XXII NIEDZIELA ZWYKŁA

                              (Ps 15,1-5)              
                                              Prawy zamieszka w domu Twoim, Panie.
  
       Jezus w polemikach z faryzeuszami i uczonymi w Piśmie „punktuje” ich za fałszywą religijność. Zobaczmy krótko, co im (a może i nam) zarzuca. Najpierw niekonsekwencję, hipokryzję, brak równowagi między czynami a sercem, oddzielanie sfery zewnętrznej od wewnętrznej, separację serca od moralności i prawa. Faryzeusze dają Bogu różne dary, głównie materialne, czyli tak zwaną „dziesięcinę” (dziesięć procent przychodów), a pomijają istotę – sprawiedliwość, miłosierdzie, miłość. To, co zewnętrzne jest dla nich ważniejsze od wnętrza. Jezus podkreśla, że najważniejsze jest wnętrze, serce. W religii nie chodzi o jedzenie, co się je, czy pokarmy „czyste”, czy „nieczyste”, ale kim się jest, jak się żyje.
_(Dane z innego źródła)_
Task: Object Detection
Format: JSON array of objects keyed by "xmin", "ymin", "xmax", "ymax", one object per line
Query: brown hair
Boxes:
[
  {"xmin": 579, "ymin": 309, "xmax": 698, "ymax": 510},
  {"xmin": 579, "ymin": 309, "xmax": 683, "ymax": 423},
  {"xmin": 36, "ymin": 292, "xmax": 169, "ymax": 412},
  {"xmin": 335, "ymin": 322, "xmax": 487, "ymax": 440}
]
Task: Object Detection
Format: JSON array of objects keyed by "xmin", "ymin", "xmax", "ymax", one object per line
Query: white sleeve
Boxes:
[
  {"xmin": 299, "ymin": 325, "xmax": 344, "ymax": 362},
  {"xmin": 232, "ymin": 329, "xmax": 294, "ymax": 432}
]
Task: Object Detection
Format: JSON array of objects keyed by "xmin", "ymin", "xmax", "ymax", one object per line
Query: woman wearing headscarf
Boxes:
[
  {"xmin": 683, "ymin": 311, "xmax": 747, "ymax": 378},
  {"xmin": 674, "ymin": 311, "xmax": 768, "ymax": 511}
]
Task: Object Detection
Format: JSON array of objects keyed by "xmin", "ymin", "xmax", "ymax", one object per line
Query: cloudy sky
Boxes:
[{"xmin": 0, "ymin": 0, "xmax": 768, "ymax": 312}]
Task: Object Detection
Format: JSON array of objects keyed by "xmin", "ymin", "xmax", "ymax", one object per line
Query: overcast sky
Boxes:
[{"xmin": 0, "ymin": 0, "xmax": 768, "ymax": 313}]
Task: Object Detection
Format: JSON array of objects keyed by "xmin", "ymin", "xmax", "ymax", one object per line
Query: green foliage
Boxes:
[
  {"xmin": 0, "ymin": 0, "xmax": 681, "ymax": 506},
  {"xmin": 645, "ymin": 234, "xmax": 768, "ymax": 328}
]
    Jezus również mówi w Ewangelii, że pokarm, który człowiek je, nie czyni go nieczystym. Ważniejsze jest wnętrze. W sercu człowieka rodzi się grzech i czyni go nieczystym. O wartości duchowej człowieka nie świadczy wiec to, co zjada, z kim się spotyka, jak ubiera, czego dotyka. O wartości człowieka decyduje to, co myśli, czego pragnie, do czego dąży. To wnętrze człowieka, całe jego piękno i życie duchowe świadczy o czystości.
     Czy nie jestem formalistą i hipokrytą? Co stanowi o mojej wartości i godności? Czy nie dzielę    ludzi według sposobu ubierania się, jedzenia, posiadanych wartości materialnych itp.
     W życiu duchowym ważna jest motywacja. Można czynić wiele, ale z przyczyn egoistycznych, z lęków, by się dowartościować, być kimś w oczach innych. Takie czyny mają niewielką wartość. A można dać Bogu niewiele, „grosik” jak uboga wdowa (por. Mk 12, 41), ale z całego serca, dla Niego i to przewyższa wielkie ofiary i dary.
      Czy moje życie nie cechuje próżność, ostentacja i niezdrowe ambicje? Komu chcę się bardziej przypodobać - Bogu czy ludziom?
                      Zabierz Panie, i przyjmij całą moją wolność, pamięć moją, mój rozum i całą moją wolę, wszystko, co mam i co posiadam. Ty mi to Panie dałeś, Tobie to zwracam. Wszystko jest Twoje. Rozporządzaj tym według Twojej woli. Daj mi tylko miłość Twoją i łaskę, a to mi wystarczy.